Billy Pilgrim padded downstairs on his blue and ivory feet. He went into the kitchen, where the moonlight called his attention to a half bottle of champagne on the kitchen table, all that was left from the reception in the tent. Somebody had stoppered it again. "Drink me," it seemed to say.
So Billy uncorked it with his thumbs. It didn't make a pop. The champagne was dead. So it goes.
Billy looked at the clock on the gas stove. He had an hour to kill before the saucer came. He went into the living room, swinging the bottle like a dinner bell, turned on the television. He came slightly unstuck in time, saw the late movie backwards, then forwards again. It was a movie about American bombers in the Second World War and the gallant men who flew them. Seen backwards by Billy, the story went like this:
American planes, full of holes and wounded men and corpses took off backwards from an airfield in England. Over France, a few German fighter planes flew at them backwards, sucked bullets and shell fragments from some of the planes and crewmen. They did the same for wrecked American bombers on the ground, and those planes flew up and backwards to join the formation.

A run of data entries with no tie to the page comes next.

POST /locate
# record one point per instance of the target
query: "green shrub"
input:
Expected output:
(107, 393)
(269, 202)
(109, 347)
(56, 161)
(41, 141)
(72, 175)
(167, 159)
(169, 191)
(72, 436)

The formation flew backwards over a German city that was in flames. The bombers opened their bomb bay doors, exerted a miraculous magnetism which shrunk the fires, gathered them into cylindrical steel containers, and lifted the containers into the bellies of planes. The containers were stored neatly in racks. The Germans below had miraculous devices of their own, which were long steel tubes. They used them to suck more fragments from the crewmen and planes. But there were still a few wounded Americans, though, and some of the bombers were in bad repair. Over France, though, German fighters came up again, made everything and everybody as good as new.
Coming unstuck in time. Things moving backward and forward in time. That's Billy's life. Instead of a straight line, he's born and gets married, dies and graduates from high school. He knows the truth before it happens. That's what Slaughterhouse is really about--Vonnegut approaching the truth of his war experiences through fiction.
I am tired of living in a time of Orwellian doublespeak and alternative facts. For some reason, people in the world don't want to speak the truth. It's easier to talk about a "life limiting condition" than a terminal illness. Instead of waging war, we launch "strategic airstrikes." Mass firings in a company are simply corporate reorganizations, and an asshole is referred to as the President of the United States.
So, tonight, I want to use some doublespeak. I work for an organization that is currently restructuring, forcing many employees to seek alternative futures. Managers are telling the remaining employees to be positive, focus on being leaner and more productive. This realignment of staffing will not impact the ability of the organization to provide optimal services to its customers.
Is that Kellyanne Conway enough for you? I would like to speak the truth, but I am not in the position to do so. I am in the position to be leaner and more productive. I am also in the position to quietly recognize bullshit. As Fox Mulder says, "The truth is out there."
Saint Marty is thankful for anyone who speaks the truth.